Visiting the doctor can be scary for young children, but Kaiser Permanente of Washington’s Teddy Bear Clinics are a “warm and fuzzy” way to overcome fears and put kids at ease.
How Teddy Bear Clinics work
At Teddy Bear Clinics, children bring a teddy bear from home—or receive a new teddy bear at the event. With the help of a Kaiser Permanente provider, they perform hands-on wellness exams on their teddy bears, using medical equipment and supplies such as stethoscopes and Band-Aids. Common teddy bear ailments include “beary fever,” “fuzzyitis,” “dolly pox,” and “cuddle cough.”
Next teddy bear clinic:
Imagine Children’s Museum in Everett
Saturday, June 22
10:00 a.m. – 12:00 p.m.
“Examining a teddy bear familiarizes kids with the equipment and procedures they may encounter during a routine clinic visit, which tends to decrease their anxiety when an exam is performed on them,” says pediatrician John Dunn, MD, who practices at Kaiser Permanente Northshore Medical Center. Teddy Bear Clinics are especially effective for toddlers and young children, when showing can be more effective than telling.

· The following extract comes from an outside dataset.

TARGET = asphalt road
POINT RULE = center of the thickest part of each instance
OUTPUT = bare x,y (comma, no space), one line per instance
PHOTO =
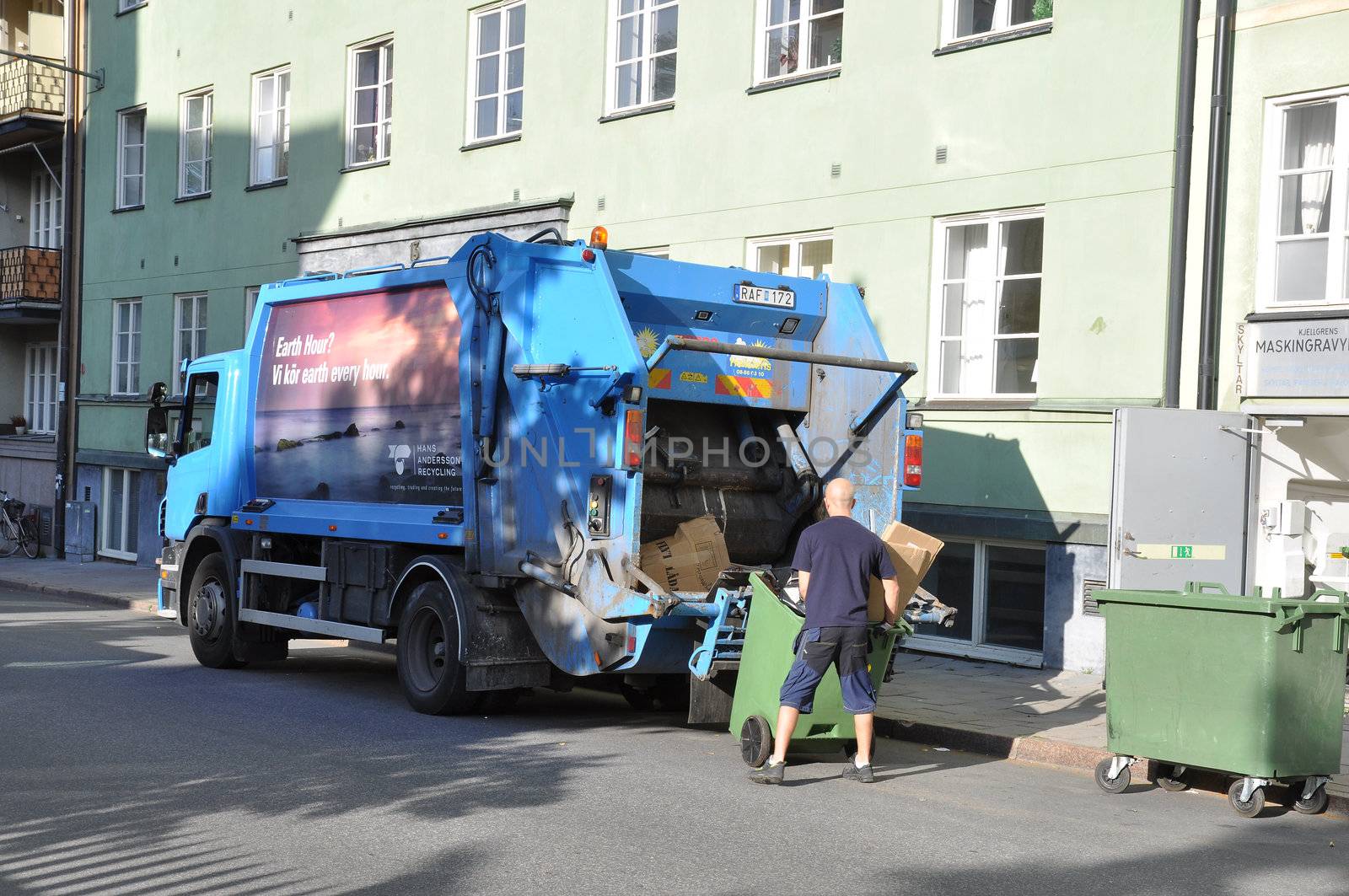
127,768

5 Tips for fuss-free doctor visits
In addition to taking your child to one of Kaiser Permanente of Washington’s Teddy Bear Clinics, parents and a pediatrician offer these suggestions for fending off toddler meltdowns during office visits.
- Don’t surprise kids. “I talk to my 2-year-old about what will happen at the doctor in the days leading up to the visit. I think it helps when she knows what to expect,” says Summer Taylor.

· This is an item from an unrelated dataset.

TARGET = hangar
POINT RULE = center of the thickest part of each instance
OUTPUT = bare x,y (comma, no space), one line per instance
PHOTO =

- Be honest. Shots can be especially challenging for parents because, unlike other aspects of a medical visit, shots actually hurt a little. “If there will be shots at the visit I tell my 3-year-old what’s going to happen and how it might feel,” says Mike Washington. “I help her focus on the good things that will happen after that—a lollipop or a sticker, and plenty of hugs.”
- Bring distractions. For younger children, distractions help. “A favorite snack, toy, or book can distract my 3-year-old if he gets whiny, and the medical staff is great too,” says Nicole Killian. “At our last visit, the doctor pretended to put the otoscope in his own ear, then my ear, then my son’s ear several times before actually checking Dex’s ears. That put Dex at ease.”
- Master your own feelings. Your kids take their cues from you, and if you’re calm, chances are they will be too. “Project confidence, not fear,” says John Dunn, MD, a pediatrician at Kaiser Permanente Northshore Medical Center. “Ask plenty of questions and help your child see the doctor as a resource for help and information, and a friend.”
- End the outing on a high note. Promise something fun after the visit, and follow through. A stop at a playground, or a play date with a friend, will reinforce the idea that being brave has its payoffs.